According to a preferred embodiment of the invention, the thermal conductivity of the gas mixture is determined with a temperature variation with time configured as a harmonic function (sine function) between minimal and maximal temperature values. To implement the method, a sensor of a type known in the art may be employed, in particular a sensor of the type described in DE 37 11 511 C1.
An output signal of the sensor is a measure of the thermal conductivity of the sensor element heated periodically and in particular with a harmonic temperature-time function. By reason of the complex relationships between thermal conductivity and molecular mass, molecular size and mean temperature (temperature level), the sensor signal indicative of the thermal conductivity of the gas mixture will be periodic for a gas mixture with N greater than 2 components, yet will exhibit a distorted characteristic relative to the temperature profile. It is thus possible to determine the concentrations of the gas components (the ratio of the partial pressures to one another) from the variation of the sensor signal with time, i.e., the thermal conductivity values at a given variation of temperature with time.
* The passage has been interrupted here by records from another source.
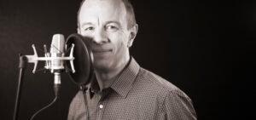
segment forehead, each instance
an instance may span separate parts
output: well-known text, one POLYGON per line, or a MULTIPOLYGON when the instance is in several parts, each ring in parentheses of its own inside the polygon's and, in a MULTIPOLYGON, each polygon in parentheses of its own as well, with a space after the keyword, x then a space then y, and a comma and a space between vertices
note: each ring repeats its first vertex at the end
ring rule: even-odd
POLYGON ((121 0, 86 0, 81 6, 79 19, 83 22, 106 18, 113 20, 123 19, 125 16, 126 16, 126 9, 121 0))

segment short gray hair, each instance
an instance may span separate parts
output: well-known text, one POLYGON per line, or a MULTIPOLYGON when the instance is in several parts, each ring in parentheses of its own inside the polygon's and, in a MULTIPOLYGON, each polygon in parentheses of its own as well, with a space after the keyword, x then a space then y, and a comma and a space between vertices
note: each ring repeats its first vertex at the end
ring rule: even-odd
MULTIPOLYGON (((85 2, 86 0, 83 0, 80 3, 80 7, 78 12, 78 26, 79 27, 80 26, 80 22, 79 22, 79 14, 81 12, 81 8, 83 3, 85 2)), ((125 4, 127 14, 126 14, 126 19, 128 21, 128 29, 133 27, 137 23, 136 23, 136 19, 135 19, 135 14, 134 14, 134 10, 133 10, 133 7, 130 2, 130 0, 122 0, 122 2, 125 4)))

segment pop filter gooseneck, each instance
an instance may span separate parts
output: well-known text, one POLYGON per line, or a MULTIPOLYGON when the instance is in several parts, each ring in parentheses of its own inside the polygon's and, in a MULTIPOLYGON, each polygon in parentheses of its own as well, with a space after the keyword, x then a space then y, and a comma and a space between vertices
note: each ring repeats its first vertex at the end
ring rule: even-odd
MULTIPOLYGON (((73 60, 75 72, 68 71, 71 79, 75 84, 79 86, 84 86, 88 84, 93 76, 93 54, 89 44, 89 41, 91 38, 84 37, 83 36, 74 33, 68 36, 67 38, 67 49, 72 47, 74 44, 73 49, 73 60)), ((67 51, 67 54, 70 54, 70 51, 67 51)), ((71 68, 69 62, 67 62, 67 69, 71 68)))

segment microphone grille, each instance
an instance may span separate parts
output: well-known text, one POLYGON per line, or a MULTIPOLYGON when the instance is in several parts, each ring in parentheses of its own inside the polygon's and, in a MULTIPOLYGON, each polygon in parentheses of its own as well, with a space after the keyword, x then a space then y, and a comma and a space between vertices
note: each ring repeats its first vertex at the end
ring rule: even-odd
POLYGON ((64 53, 65 38, 62 34, 55 34, 52 37, 50 53, 64 53))

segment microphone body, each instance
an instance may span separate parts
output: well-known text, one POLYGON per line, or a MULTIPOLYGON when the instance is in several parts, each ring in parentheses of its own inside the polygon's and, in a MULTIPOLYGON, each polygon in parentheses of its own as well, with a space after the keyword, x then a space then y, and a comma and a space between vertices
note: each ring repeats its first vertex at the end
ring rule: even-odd
MULTIPOLYGON (((61 34, 55 34, 52 38, 50 45, 50 57, 61 58, 65 54, 65 39, 61 34)), ((59 88, 61 86, 61 72, 65 69, 63 60, 52 60, 46 61, 46 68, 50 69, 50 71, 54 73, 54 89, 55 94, 57 96, 59 88), (48 63, 47 63, 48 62, 48 63), (49 63, 50 62, 50 63, 49 63)))

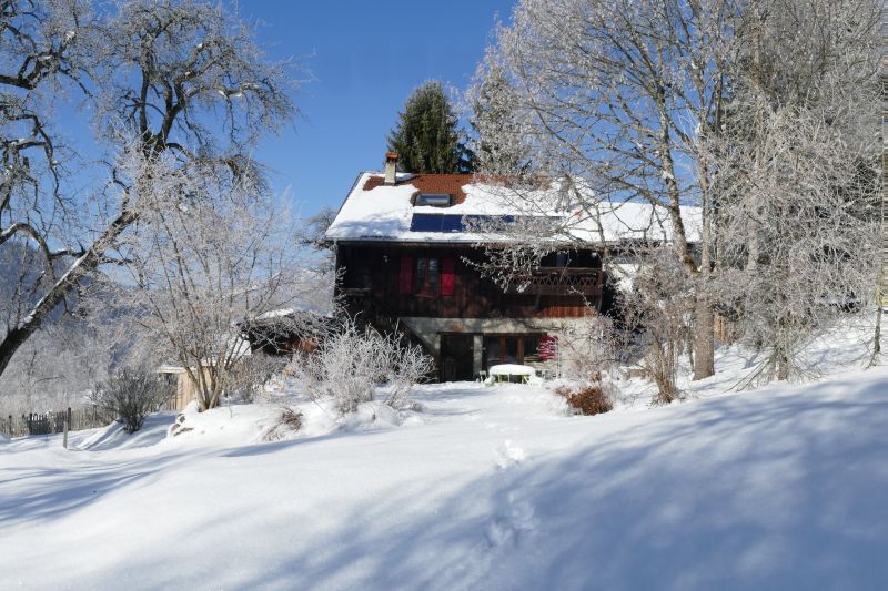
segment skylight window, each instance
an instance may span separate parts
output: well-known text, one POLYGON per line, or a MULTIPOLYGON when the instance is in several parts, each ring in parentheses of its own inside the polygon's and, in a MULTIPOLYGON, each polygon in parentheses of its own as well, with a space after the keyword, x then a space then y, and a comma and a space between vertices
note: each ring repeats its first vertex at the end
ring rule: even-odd
POLYGON ((420 193, 414 205, 430 205, 432 207, 450 207, 453 205, 453 195, 446 193, 420 193))

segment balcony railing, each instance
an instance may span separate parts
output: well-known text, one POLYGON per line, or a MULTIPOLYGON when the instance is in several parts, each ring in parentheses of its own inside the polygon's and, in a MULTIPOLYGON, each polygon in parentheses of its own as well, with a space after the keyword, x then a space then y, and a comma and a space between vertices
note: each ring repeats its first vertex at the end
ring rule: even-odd
POLYGON ((601 295, 604 274, 587 267, 539 267, 529 275, 516 277, 507 294, 525 295, 601 295))

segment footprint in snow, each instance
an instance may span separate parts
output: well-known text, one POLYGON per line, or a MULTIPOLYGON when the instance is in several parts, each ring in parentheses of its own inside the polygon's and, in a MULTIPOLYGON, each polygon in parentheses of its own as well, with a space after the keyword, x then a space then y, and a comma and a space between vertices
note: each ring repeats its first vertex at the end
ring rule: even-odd
POLYGON ((490 548, 516 546, 522 532, 536 529, 537 519, 529 502, 516 499, 514 492, 509 492, 506 500, 503 514, 494 518, 484 531, 490 548))
POLYGON ((515 445, 511 439, 506 439, 502 446, 496 449, 496 466, 501 469, 506 469, 525 460, 527 454, 521 446, 515 445))

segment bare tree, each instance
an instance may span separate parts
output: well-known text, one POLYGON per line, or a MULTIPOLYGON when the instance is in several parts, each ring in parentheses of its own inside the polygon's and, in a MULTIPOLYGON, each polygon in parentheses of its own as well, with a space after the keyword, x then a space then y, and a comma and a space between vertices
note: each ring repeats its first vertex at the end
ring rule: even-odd
MULTIPOLYGON (((133 153, 131 167, 153 182, 142 194, 143 227, 119 243, 128 276, 118 297, 131 298, 133 318, 167 345, 205 410, 238 389, 238 365, 250 355, 245 323, 329 289, 301 267, 289 216, 261 187, 142 157, 133 153)), ((301 333, 314 319, 278 318, 301 333)))
POLYGON ((148 369, 123 368, 95 386, 92 403, 128 434, 142 428, 145 417, 163 404, 173 389, 148 369))
MULTIPOLYGON (((731 0, 524 0, 487 58, 486 80, 506 78, 498 86, 509 95, 509 120, 521 122, 519 136, 505 134, 511 145, 501 152, 529 146, 538 176, 579 179, 587 188, 568 190, 582 213, 565 223, 596 218, 602 202, 628 200, 668 215, 673 252, 700 285, 696 378, 714 371, 713 303, 704 288, 713 266, 714 163, 702 139, 720 131, 738 10, 731 0), (689 204, 703 212, 698 258, 682 216, 689 204)), ((497 126, 480 121, 480 142, 498 145, 497 126)), ((536 207, 533 192, 514 193, 525 211, 536 207)), ((557 227, 569 234, 564 230, 557 227)))
POLYGON ((756 0, 745 14, 725 129, 710 142, 720 196, 714 287, 744 337, 769 351, 754 381, 798 375, 811 336, 871 303, 877 22, 875 2, 841 0, 756 0))
POLYGON ((289 373, 315 400, 331 399, 342 414, 372 401, 377 391, 385 404, 401 408, 413 386, 432 369, 432 359, 417 345, 404 345, 398 335, 381 335, 346 322, 321 350, 293 359, 289 373))
POLYGON ((0 247, 10 236, 28 237, 50 262, 40 281, 22 289, 24 305, 9 315, 2 374, 53 310, 115 259, 119 241, 139 230, 159 181, 152 175, 158 162, 256 183, 251 146, 294 109, 284 64, 269 62, 229 7, 123 0, 101 18, 75 0, 0 8, 0 51, 13 64, 0 72, 0 116, 6 129, 28 128, 23 142, 3 140, 11 166, 2 181, 0 247), (65 93, 83 96, 107 147, 108 182, 89 187, 88 203, 59 182, 74 161, 52 134, 58 115, 47 101, 65 93), (26 151, 42 154, 40 174, 26 151), (131 170, 135 153, 143 170, 131 170), (52 263, 61 264, 58 274, 52 263))

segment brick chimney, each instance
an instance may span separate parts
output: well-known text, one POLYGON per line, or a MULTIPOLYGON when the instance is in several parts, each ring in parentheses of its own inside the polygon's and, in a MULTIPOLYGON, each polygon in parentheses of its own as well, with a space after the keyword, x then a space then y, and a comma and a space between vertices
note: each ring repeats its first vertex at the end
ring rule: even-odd
POLYGON ((397 170, 397 152, 385 153, 385 184, 393 185, 397 180, 395 174, 397 170))

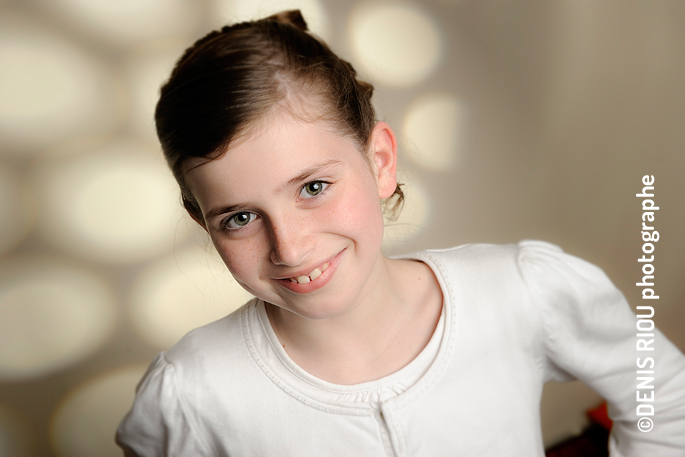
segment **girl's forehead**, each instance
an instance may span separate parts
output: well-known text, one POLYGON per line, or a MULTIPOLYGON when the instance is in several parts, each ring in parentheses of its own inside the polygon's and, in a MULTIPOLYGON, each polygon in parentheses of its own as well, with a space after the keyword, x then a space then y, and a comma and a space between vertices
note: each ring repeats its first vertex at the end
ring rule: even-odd
POLYGON ((278 189, 308 169, 333 162, 366 166, 356 143, 329 122, 283 113, 246 133, 214 160, 203 159, 189 169, 186 180, 198 198, 219 189, 231 194, 255 186, 278 189))

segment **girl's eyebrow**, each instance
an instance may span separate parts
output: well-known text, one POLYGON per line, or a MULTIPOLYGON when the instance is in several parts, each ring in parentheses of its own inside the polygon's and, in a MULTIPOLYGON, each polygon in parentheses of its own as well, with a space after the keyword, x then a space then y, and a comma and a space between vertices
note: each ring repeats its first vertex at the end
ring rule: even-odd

According to a preferred embodiment of the present invention, determination of the thermal conductivity involves exposing the sensor to a harmonic (sinusoidal) variation of temperature with time and subjecting the sensor signal indicative of the thermal conductivity of the gas mixture to a harmonic analysis (expansion into a series of trigonometric functions=Fourier series). Considering that the thermal conductivity is determined at a harmonic (sinusoidal) variation of temperature, the sensor signal representative of the thermal conductivity of the gas mixture is composed of a sum of harmonic functions of time whose frequencies/periods are an integral multiple of the fundamental frequency/period of the temperature-time function applied to the sensor element. The individual coefficients (amplitudes) with which the harmonic content (the spectrum) has to be weighted in order to yield in the sum the sensor signal are therefore a measure of the concentrations (ratio of the partial pressures) of the individual components of the gas mixture.